シャッ!!!

私と、近付いてくる影を隔てていた布が除かれる。


――っ!!!


呼吸をするのも忘れたまま、固まる私を刺すように見る目。

その瞬間、表現しがたい恐怖と寒気が全身の血を凍らせた。

見覚えのある顔――

人間の頭に、鳥のような体…

ジャスミンと一緒にいる時に、襲ってきた者と同じ風貌だった。


『お前は――』

私の体を上から下まで舐めるようにして見、確認した後、ゆっくりと手を伸ばす。

『ふっ、自ら飛び込んできてくれるとは…』


――や、やだっ!!

叫びたいのに声も出てこない。

ジリジリと彼の手が私に迫ってくる。


――――捕まるっ!!

少しでも恐怖から逃げたくて、体を硬直させながらも後ろへ下がる。





―――――だ、誰か助けて!!!



後、ほんの数センチ――

その手が触れるところまできて―――






『美琴!!』


ジャスミンが私を呼ぶ声が聞こえ、まるで肉体が幾つにも裂かれるような痛みと気持ち悪さに襲われる。
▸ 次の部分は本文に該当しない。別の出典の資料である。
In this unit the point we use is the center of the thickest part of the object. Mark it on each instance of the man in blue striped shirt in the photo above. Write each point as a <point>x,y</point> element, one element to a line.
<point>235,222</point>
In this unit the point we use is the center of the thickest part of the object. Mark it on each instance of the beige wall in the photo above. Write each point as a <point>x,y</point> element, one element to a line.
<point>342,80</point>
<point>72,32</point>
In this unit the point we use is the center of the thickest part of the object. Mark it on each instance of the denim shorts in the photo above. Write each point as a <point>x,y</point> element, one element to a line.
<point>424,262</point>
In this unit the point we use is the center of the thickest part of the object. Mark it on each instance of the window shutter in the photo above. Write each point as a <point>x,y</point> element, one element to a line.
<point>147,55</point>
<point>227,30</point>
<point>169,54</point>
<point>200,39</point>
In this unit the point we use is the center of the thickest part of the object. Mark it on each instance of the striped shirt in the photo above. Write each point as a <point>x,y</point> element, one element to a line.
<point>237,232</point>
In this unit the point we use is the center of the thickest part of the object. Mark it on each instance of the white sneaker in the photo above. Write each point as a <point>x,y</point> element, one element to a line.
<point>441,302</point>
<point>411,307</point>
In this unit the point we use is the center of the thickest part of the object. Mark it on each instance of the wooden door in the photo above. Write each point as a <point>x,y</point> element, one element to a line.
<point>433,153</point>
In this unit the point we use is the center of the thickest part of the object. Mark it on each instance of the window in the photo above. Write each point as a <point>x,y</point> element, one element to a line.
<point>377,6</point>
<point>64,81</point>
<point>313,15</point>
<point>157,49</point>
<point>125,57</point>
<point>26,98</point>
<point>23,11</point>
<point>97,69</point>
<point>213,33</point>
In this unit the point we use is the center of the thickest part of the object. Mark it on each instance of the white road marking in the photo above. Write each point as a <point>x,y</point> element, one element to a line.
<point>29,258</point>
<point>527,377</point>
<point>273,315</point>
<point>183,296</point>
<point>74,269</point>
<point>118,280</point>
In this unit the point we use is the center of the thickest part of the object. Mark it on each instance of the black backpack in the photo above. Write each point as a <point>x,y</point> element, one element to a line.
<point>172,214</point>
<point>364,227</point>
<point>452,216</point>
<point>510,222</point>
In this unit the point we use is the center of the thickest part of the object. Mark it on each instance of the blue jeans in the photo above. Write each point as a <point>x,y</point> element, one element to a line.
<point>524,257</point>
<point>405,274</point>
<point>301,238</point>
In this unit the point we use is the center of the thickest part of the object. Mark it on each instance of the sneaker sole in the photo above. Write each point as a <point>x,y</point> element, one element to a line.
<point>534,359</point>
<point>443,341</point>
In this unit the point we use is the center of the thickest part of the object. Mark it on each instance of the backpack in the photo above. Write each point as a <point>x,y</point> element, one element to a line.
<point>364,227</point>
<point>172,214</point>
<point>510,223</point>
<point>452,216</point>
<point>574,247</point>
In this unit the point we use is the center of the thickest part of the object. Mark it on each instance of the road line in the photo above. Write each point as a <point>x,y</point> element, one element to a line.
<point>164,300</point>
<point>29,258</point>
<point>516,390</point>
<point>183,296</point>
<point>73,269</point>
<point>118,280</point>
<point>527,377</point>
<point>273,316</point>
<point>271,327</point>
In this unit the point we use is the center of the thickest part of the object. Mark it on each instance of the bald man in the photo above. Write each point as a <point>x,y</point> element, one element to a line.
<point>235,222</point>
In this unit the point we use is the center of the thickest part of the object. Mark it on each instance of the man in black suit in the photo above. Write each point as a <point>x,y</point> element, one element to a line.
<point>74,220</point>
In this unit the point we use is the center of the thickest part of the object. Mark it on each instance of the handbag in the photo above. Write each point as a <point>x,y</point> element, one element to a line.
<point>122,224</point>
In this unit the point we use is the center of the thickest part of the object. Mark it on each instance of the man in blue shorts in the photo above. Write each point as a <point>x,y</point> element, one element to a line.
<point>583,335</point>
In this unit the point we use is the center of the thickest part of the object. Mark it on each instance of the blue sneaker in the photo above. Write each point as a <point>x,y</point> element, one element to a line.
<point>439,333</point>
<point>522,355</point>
先程とは違い、苦しくて酸素を体に取り込もうと、空気を吸い込もうとする。

『美琴!戻れ!!』


自分でも驚くぐらい、目一杯の力で呼吸を始めると、気動が冷たい空気に悲鳴をあげた。

その痛みに促されるように、一気に覚醒した私が目を開けると、目の前にいたのは先程までの者ではなく、心配そうに見つめるジャスミンだった。